Efficacy Data With Lirafugratinib in FGFR2-Altered Cholangiocarcinoma: Lipika Goyal, MD
Lipika Goyal, MD, of the Stanford Cancer Institute of Stanford University, unpacks findings from the phase 1/2 ReFocus trial (NCT04526106) examining lirafugratinib (RLY-4008) in patients with FGFR2-altered cholangiocarcinoma (CCA). Data from the pivotal cohort presented at the 2026 Gastrointestinal Cancers Symposium showed that among FGFR inhibitor–naive, chemotherapy-exposed patients (n = 114), the independent review committee–assessed ORR was 46.5% (95% CI, 37.1%-56.1%), with a CR rate of 2.6%, partial response rate of 43.9%, stable disease rate of 50.0%; the disease control rate was 96.5% (95% CI, 91.3%-99.0%). Moreover, the median DOR was 11.8 months (95% CI, 7.5-13.0), the median PFS was 11.3 months (95% CI, 9.2-14.8), and the median overall survival was 22.8 months (95% CI, 18.1-27.2). These findings supported a new drug application for lirafugratinib as a second-line treatment for pretreated CCA harboring FGFR2 fusions or rearrangements, which was granted priority review by the FDA in March 2026. A Prescription Drug User Fee Act target action date of December 3, 2026, has been set.

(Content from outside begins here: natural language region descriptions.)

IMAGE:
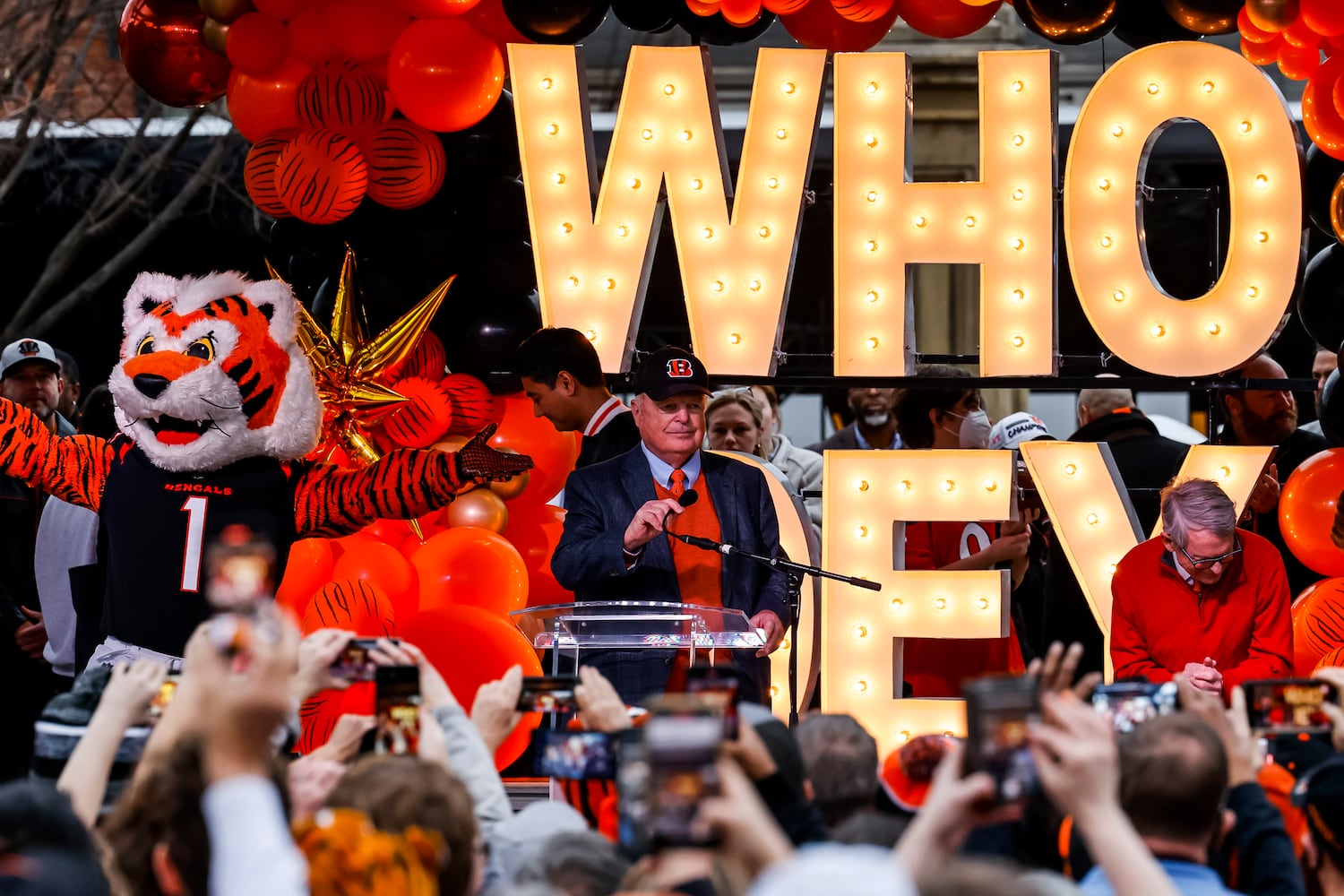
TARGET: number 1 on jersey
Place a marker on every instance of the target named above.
(195, 509)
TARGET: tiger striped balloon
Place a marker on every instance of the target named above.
(406, 164)
(260, 172)
(340, 96)
(322, 177)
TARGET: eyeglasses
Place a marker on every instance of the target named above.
(1204, 563)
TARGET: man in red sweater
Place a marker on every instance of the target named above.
(1203, 599)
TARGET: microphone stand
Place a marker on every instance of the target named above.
(793, 573)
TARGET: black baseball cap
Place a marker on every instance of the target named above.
(1320, 796)
(671, 371)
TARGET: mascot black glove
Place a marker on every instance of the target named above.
(478, 462)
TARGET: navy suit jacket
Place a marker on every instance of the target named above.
(599, 503)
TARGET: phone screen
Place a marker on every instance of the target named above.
(999, 711)
(398, 702)
(553, 694)
(574, 755)
(1289, 705)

Background of the Phase 4 OPTYX Trial in Advanced Prostate Cancer: Rana R. McKay, MD
Rana R. McKay, MD, of UC San Diego School of Medicine, explains the rationale for the phase 4 OPTYX trial (NCT05467176) examining the real-world use of relugolix (Orgovyx) in patients with advanced prostate cancer. Relugolix is the only FDA-approved oral gonadotropin-releasing hormone receptor antagonist, and data from the phase 3 HERO trial (NCT03085095) showcased more rapid and sustained testosterone suppression, a favorable safety and tolerability profile, more rapid testosterone recovery upon discontinuation, and improved cardiovascular outcomes vs standard ADT. OPTYX is a prospective, multicenter, observational study enrolling adult patients in the United States receiving relugolix as a single agent or in combination. The study is assessing quality of life via Functional Assessment of Cancer Therapy–Prostate (FACT-P) criteria at baseline and at 3 and 6 months, treatment adherence via the Simplified Medication Adherence Questionnaire, and safety per incidence of serious AEs, treatment discontinuation, and death. Data from OPTYX were presented in a poster at the 2026 Genitourinary Cancers Symposium, supplementing the HERO data with real-world evidence on relugolix use in clinical practice.